The data stream is accessed asynchronously with the `loop_consumer` decorator from `bci_framework.extensions.data_analysis`, this decorator requires the Kafka topics to access.

There is 4 default topics available in BCI-Framework: `eeg`, `markers`, `annotations` and `commands`.

In [None]:
from bci_framework.extensions.data_analysis import DataAnalysis, loop_consumer
import logging

class Analysis(DataAnalysis):
    def __init__(self, *args, **kwargs):
        super().__init__(*args, **kwargs)
        self.stream()

    @loop_consumer('eeg')
    def stream(self):
        logging.debug('Incoming data...')

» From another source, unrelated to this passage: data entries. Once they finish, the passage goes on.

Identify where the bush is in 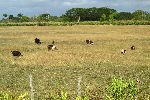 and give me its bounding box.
[106,78,138,100]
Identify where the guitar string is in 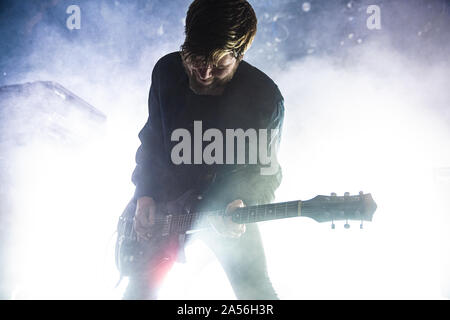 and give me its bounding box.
[141,201,298,226]
[131,200,361,228]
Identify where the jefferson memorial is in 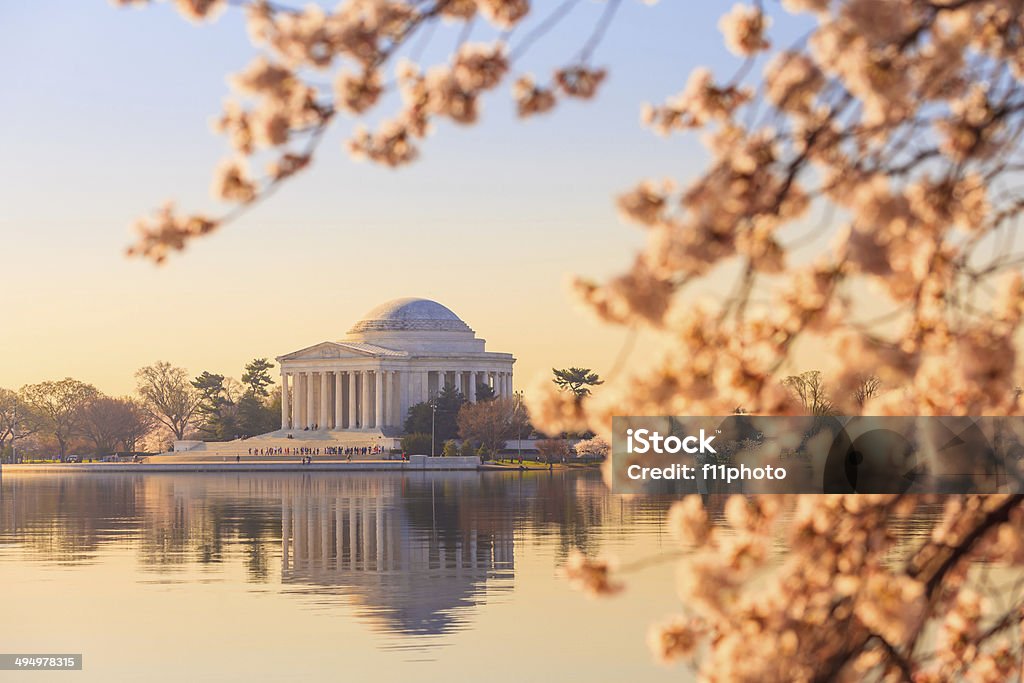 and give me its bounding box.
[276,298,515,434]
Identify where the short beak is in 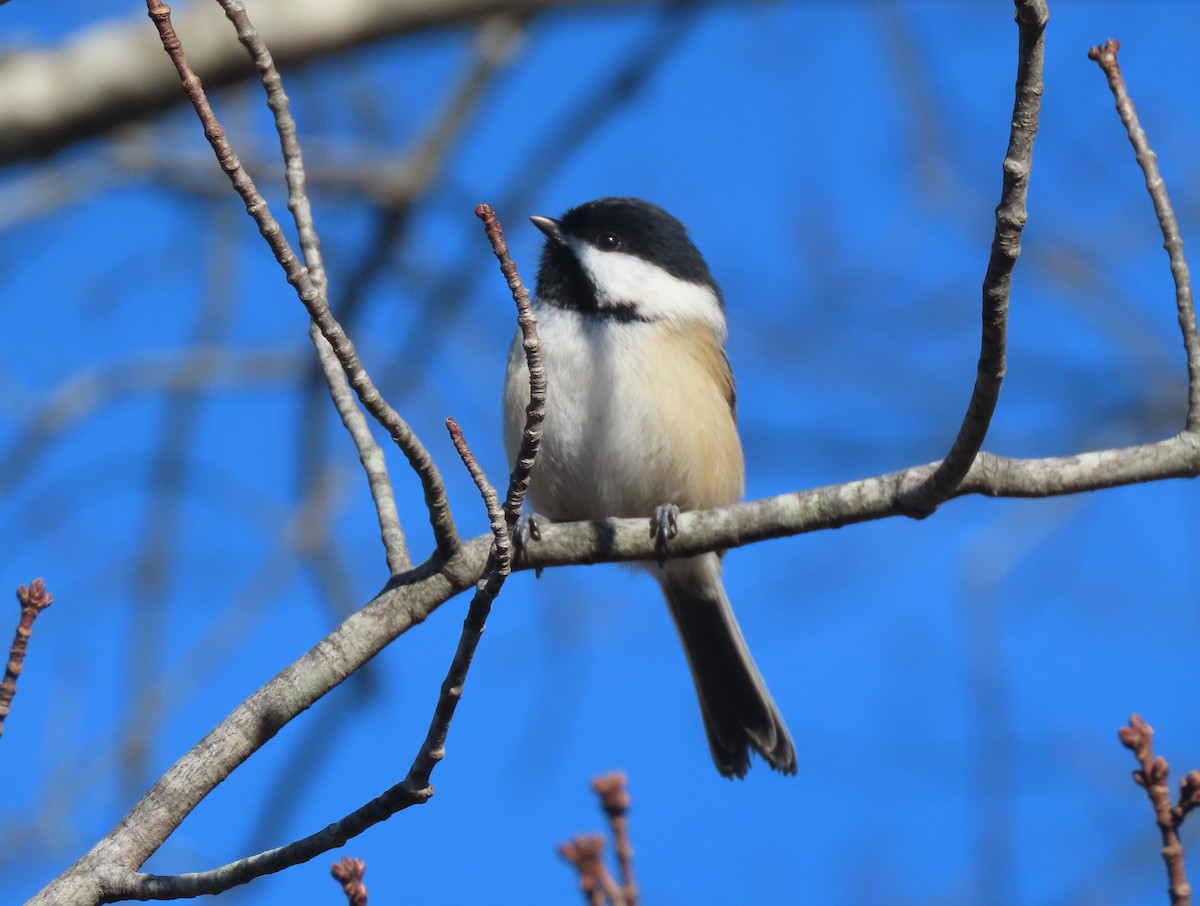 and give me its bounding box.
[529,214,566,245]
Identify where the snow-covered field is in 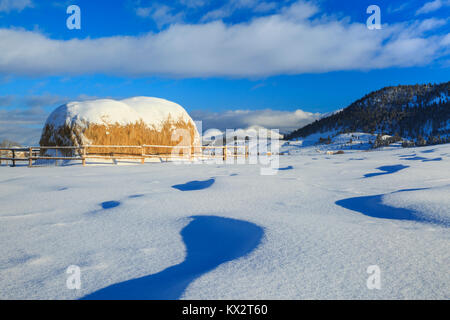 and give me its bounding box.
[0,143,450,299]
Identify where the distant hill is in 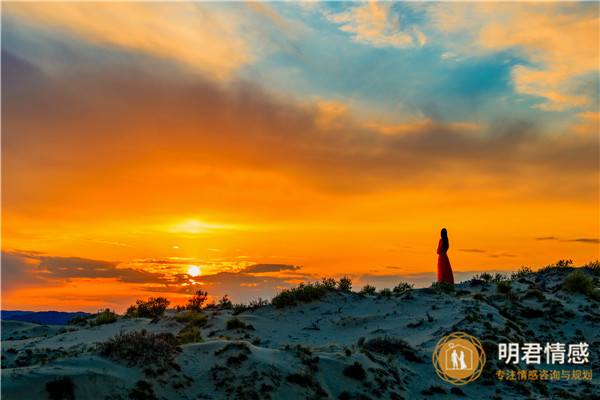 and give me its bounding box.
[0,310,89,325]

if __name__ == '__main__':
    Analysis()

The decorated method receives 3 optional arguments: `data`, `topic` and `frame`.

### data
The `stream` object from Kafka.

### topic
The topic of the Kafka stream, this object is available too in the object `data.topic`

### frame
Incremental flag with the counter of streamed data. 

In [None]:
@loop_consumer('eeg')
def stream(self, data, topic, frame):
    eeg, aux = data.value['data']
    
    logging.debug(f'Incoming data #{frame}')
    logging.debug(f'Data({data})')
    logging.debug(f'EEG{eeg.shape}')
    logging.debug(f'AUX{aux.shape}')
    logging.debug(f'Topic: {topic}')

The main interest data are the **EEG**, the **auxiliar** and the **timestamp**.

In [None]:
@loop_consumer('eeg')
def stream(self, data, topic, frame):
    eeg, aux = data.value['data']
    timestamp = data.value['timestamp']

## Simulate data stream

Using `fake_loop_consumer` instead of `loop_consumer` is possible to create a fake data stream.

In [None]:
from bci_framework.extensions.data_analysis import DataAnalysis, fake_loop_consumer
import logging

class Analysis(DataAnalysis):
    def __init__(self, *args, **kwargs):
        super().__init__(*args, **kwargs)
        self.stream()

    @fake_loop_consumer('eeg')
    def stream(self):
        logging.debug('Incoming data...')

if __name__ == '__main__':
    Analysis()

## Built in methods

### Buffer

We can use `self.create_buffer` to implement an automatic buffer with a fixed time view, for example, a buffer of 30 seconds:

In [None]:
self.create_buffer(seconds=30)

The data can be accesed with `self.buffer_eeg` and `self.buffer_aux`

In [None]:
class Analysis(DataAnalysis):
    def __init__(self, *args, **kwargs):
        super().__init__(*args, **kwargs)
        self.create_buffer(seconds=30)
        self.stream()

    @loop_consumer('eeg')
    def stream(self):
         eeg = self.buffer_eeg
         aux = self.buffer_aux

The `self.create_buffer` method receives other arguments like `aux_shape`, `fill` and `samples`.

In [None]:
self.create_buffer(seconds=30, aux_shape=3, fill=0, resampling=1000)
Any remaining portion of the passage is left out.